Effective interventions can benefit all women regardless of a major’s gender-typing and race-typing, although women in male-dominated STEM majors and racial minority women may benefit more from such interventions. Based on the results we present here, interventions focusing on campus (or workplace) climate, stereotype threat, and perceived control seem to be most critical. Multiple effective interventions to reduce stereotype threat have been developed and tested, including valuing diversity, wise feedback, organizational mindsets, reattribution training, reframing the task, values-affirmation, utility-value, belonging, communal goal affordances, interdependent worldviews, and teaching about stereotype threat (for reviews see Casad and Bryant 2016; Casad et al. 2018; Harackiewicz and Priniski 2018; Walton et al. 2015). Interventions targeting implicit intelligence theories (Lin-Siegler et al. 2016) and self-efficacy (Dennehy and Dasgupta 2017) are effective in increasing academic perceived control and reducing academic disengagement. Interventions targeting implicit intelligence theories encourage students to view intelligence as malleable, which increases their perception that academic achievement is based on hard work and effort rather than on innate ability (Lin-Siegler et al. 2016). Research with women and racial minority students in STEM shows gains in self-efficacy, and relatedly perceived control, after students participate in intensive, meaningful research experiences in STEM (Hernandez et al. 2013; Woodcock et al. 2016). These approaches show promise in addressing the risk factors for academic disengagement and lower self-esteem discussed in our study.

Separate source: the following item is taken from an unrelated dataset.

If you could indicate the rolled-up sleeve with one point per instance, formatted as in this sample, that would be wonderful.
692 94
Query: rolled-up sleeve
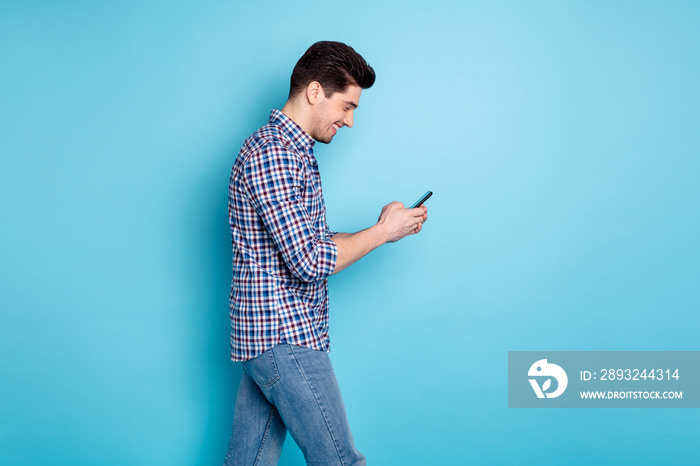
274 181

Another area for intervention is mentoring programs, which may be especially important for women who show heighted gender rejection sensitivity. When women STEM students are exposed to positive role models, their academic aspirations are enhanced (Lockwood and Kunda 1997) and their self-reported abilities and measured performances increase (Marx and Roman 2002). Research indicates when competent female role models are present, women STEM students experience a boost in performance (McIntyre et al. 2005). Female role models also increase identity compatibility and sense of belonging (Rosenthal et al. 2013). Because women are underrepresented in many STEM subfields, having role models becomes critically important. Unfortunately, the fields in which women STEM students are underrepresented are also fields in which women STEM faculty are underrepresented (Nelson and Rogers 2003). Ultimately, a major intervention for educational institutions is to increase the representation of women and racial minority students and faculty in STEM fields.

Conclusions

Educators, policymakers, and researchers are interested in identifying why U.S. women are consistently underrepresented in STEM fields despite women’s higher baccalaureate completion rates. In our study, we argue that the variables and relations tested in the model of threatening academic environments can help explain women’s underrepresentation in STEM fields. Further, we document that the strengths of relations among the variables in the model differ for subgroups of women in STEM, including underrepresented women in male-dominated majors and racial minority women. As predicted, our model was stronger for women in STEM who are particularly vulnerable to stigma and negative outcomes including women in male-dominated STEM subfields and racial minority women. Overall, the results suggest adequate fit of the data to the hypothesized model, providing the first known cross-sectional test of the theoretical model in its entirety. As we outlined previously, our results have implications for theory, future research, and practice. Our results highlight key psychological and educational variables that predict women STEM majors’ disengagement from STEM, which can be used to develop interventions to reduce attrition among women in STEM education and careers.